Pesan ini sangat penting, bukan? Ini mengingatkan kita bahwa peran guru tidak terbatas pada empat dinding kelas. Mereka adalah panutan di mana pun mereka berada. Sikap peduli lingkungan, kebiasaan baik, integritas, dan semua nilai positif harus terpancar dari diri seorang guru. Sebab, anak-anak tidak hanya belajar dari apa yang guru katakan, tetapi juga dari apa yang guru lakukan.
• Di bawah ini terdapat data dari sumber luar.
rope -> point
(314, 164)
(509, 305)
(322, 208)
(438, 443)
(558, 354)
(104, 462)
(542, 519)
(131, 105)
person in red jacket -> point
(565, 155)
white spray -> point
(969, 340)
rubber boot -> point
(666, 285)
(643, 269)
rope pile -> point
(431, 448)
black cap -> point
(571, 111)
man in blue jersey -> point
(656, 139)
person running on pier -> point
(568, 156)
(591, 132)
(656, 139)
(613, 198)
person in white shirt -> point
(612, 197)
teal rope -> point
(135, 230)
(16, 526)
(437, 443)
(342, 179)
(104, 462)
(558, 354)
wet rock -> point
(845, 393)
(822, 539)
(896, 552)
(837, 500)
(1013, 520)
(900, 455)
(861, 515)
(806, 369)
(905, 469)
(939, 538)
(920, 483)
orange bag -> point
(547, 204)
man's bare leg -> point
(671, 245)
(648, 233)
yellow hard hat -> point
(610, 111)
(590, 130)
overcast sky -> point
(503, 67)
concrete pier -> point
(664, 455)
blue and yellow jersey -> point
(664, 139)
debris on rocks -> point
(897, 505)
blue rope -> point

Mereka adalah cermin dari lingkungan sekitarnya, dan guru adalah salah satu cermin paling berpengaruh.
Sebuah Panggilan untuk Bertindak
Jadi, setelah membaca semua ini, apa yang bisa kita ambil? Pertama, mari kita berikan apresiasi setinggi-tingginya kepada para guru yang telah berdedikasi. Mereka adalah pahlawan tanpa tanda jasa yang terus berjuang di garis depan pendidikan. Kedua, mari kita sadari bahwa di era AI sekalipun, sentuhan manusia, kemampuan membentuk karakter, dan kasih sayang yang tulus dari seorang guru tidak akan pernah bisa digantikan oleh mesin.
Kita perlu terus mendukung inisiatif seperti "Kurikulum Berbasis Cinta" dan memastikan bahwa setiap guru memiliki passion yang membara dalam mendidik. Mari kita bersama-sama menjaga agar profesi guru tetap menjadi profesi yang mulia, dihormati, dan terus menarik individu-individu terbaik untuk mengabdikan diri.
Bagaimana menurut Anda, setelah membaca ini, apakah Anda merasa peran guru semakin penting di tengah gempuran teknologi? Mari kita jaga bersama api semangat para penjaga karakter bangsa ini!